- Born: March 29, 1903 Berlin, Germany
- Died: December 1989 (aged 86)
- Education: University of Berlin
- Occupations: Computer science pioneer, researcher
- Employer(s): Telefunken, GEC, Bowen Instrument Company, Ferranti
- Known for: Early British computers at Ferranti, first limited chess program (1951), Ferranti Mark 1 manual
- Children: Jonathan Franklin Prinz, Daniela Prinz

= Dietrich Prinz =

German-born physicist and computer scientist

Dietrich Gunther Prinz (March 29, 1903 – December 1989) was a computer science pioneer, notable for his work on early British computers at Ferranti, and in particular for developing the first limited chess program in 1951.

==Biography==
He was born as Dietrich Günther Prinz in Berlin, Germany, in 1903. He studied physics and mathematics at the University of Berlin where Max Planck and Albert Einstein had been among his teachers. He initially went to work on electronic design at Telefunken.

He had some Jewish parentage and left Germany to join GEC in Wembley as a researcher into valve technology. During the Second World War, he was interned in Canada, and when he returned he worked first in Leeds for the Bowen Instrument Company. Prinz became a British citizen in 1947.

Prinz was recruited to the Ferranti factory at Moston, Manchester, in 1947 by Eric Grundy who was setting up a team to study the potential uses of electronic computers. After Ferranti was awarded a contract to build a production version of the Manchester computer, which would become the Ferranti Mark 1, Prinz worked closely with the University of Manchester team.

In 1948 he visited the US to learn about comparative computer advancements where he met Douglas Hartree who worked at the UCLA developing SWAC computer for U.S. National Bureau of Standards and with J. Presper Eckert and John Mauchly who worked on UNIVAC project.

Prinz wrote a manual for the Ferranti Mark 1 which was much clearer than the notoriously opaque first manual written by Alan Turing. He remained a mainstay of the programming department for thirty years. He spent some time in Italy supporting Ferranti installations there.

Prinz had learned programming on the Mark I from seminars led by Alan Turing and Cicely Popplewell. Influenced by them, and later by other colleagues including Donald Michie, Christopher Strachey and Donald Davies, he came to see chess programming as "a clue to methods that could be used to deal with structural or logistical problems in other areas, through electronic computers". Turing had also worked out an algorithm for playing chess, but Prinz's work was independent of this. The Mark I was inadequate to play a complete game of chess and Prinz concentrated on the endgame.
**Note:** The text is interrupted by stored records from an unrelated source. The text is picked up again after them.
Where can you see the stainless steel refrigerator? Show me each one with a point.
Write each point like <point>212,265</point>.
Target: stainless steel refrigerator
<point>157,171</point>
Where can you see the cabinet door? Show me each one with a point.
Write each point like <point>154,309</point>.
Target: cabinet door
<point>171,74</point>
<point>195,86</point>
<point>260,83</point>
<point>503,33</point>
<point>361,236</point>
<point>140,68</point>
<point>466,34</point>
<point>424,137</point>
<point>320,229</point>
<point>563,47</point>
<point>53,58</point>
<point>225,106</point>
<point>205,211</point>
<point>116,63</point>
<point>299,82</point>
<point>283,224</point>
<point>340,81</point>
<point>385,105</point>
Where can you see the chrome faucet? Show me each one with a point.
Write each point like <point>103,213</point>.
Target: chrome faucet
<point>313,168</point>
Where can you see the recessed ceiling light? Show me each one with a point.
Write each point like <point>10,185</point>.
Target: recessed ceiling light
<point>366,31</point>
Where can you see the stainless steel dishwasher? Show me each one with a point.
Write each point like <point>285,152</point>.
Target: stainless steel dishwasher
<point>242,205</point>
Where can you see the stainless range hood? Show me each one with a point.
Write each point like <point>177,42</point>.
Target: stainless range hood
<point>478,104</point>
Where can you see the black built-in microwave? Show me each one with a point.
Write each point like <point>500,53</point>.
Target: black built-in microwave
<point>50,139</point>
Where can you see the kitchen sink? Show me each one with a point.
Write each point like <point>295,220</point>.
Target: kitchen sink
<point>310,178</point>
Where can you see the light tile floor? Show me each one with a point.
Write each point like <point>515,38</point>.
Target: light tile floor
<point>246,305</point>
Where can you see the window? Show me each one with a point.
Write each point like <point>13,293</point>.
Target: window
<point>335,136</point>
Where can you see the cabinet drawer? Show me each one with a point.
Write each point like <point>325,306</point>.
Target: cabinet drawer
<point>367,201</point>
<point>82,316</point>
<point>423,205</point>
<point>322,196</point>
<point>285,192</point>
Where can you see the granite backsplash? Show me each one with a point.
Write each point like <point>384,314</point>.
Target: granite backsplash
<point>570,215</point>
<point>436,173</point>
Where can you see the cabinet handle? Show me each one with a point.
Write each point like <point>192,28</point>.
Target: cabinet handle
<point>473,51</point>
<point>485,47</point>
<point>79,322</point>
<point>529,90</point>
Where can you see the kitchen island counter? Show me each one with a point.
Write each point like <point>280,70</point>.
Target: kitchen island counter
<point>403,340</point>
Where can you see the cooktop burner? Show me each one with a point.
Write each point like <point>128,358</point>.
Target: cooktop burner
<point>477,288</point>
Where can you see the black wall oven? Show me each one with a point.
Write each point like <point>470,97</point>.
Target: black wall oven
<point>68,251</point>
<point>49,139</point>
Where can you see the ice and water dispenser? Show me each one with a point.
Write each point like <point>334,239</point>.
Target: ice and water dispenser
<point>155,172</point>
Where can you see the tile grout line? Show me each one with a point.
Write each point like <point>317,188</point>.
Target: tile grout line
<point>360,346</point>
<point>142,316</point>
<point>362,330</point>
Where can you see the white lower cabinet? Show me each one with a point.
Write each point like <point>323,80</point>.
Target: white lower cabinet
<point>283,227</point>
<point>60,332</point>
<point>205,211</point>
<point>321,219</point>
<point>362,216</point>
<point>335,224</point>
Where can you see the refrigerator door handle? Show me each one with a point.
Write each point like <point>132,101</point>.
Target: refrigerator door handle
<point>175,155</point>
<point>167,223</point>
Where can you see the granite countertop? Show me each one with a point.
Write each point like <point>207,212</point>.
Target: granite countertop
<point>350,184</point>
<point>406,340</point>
In November 1951, his program on the Ferranti Mark I first solved a Mate-in-two problem.
A description of the program was included in the 1953 book Faster Than Thought.

Prinz also developed simple logical machines with the Manchester University philosophy lecturer Wolfe Mays and also worked in the area of computer music.

He died in December 1989.

==Personal life==
Prinz was married and had two children, Jonathan Franklin Prinz and Daniela Prinz.

==Publications==
- Dietrich Prinz (1944). Contributions to the Theory of Automatic Controllers and Followers. Journal of Scientific Instruments.
- Dietrich Prinz (1951). Introduction to Programming on the Manchester Electronic Digital Computer.
- Dietrich Prinz (1952). Robot Chess. Research, Vol. 6, reprinted 1988 in Computer Chess Compendium.
- Dietrich Prinz (1953). The Use of General Computers for Solving Logical Problems.

Prinz also published many patents and a number of other papers on electronics.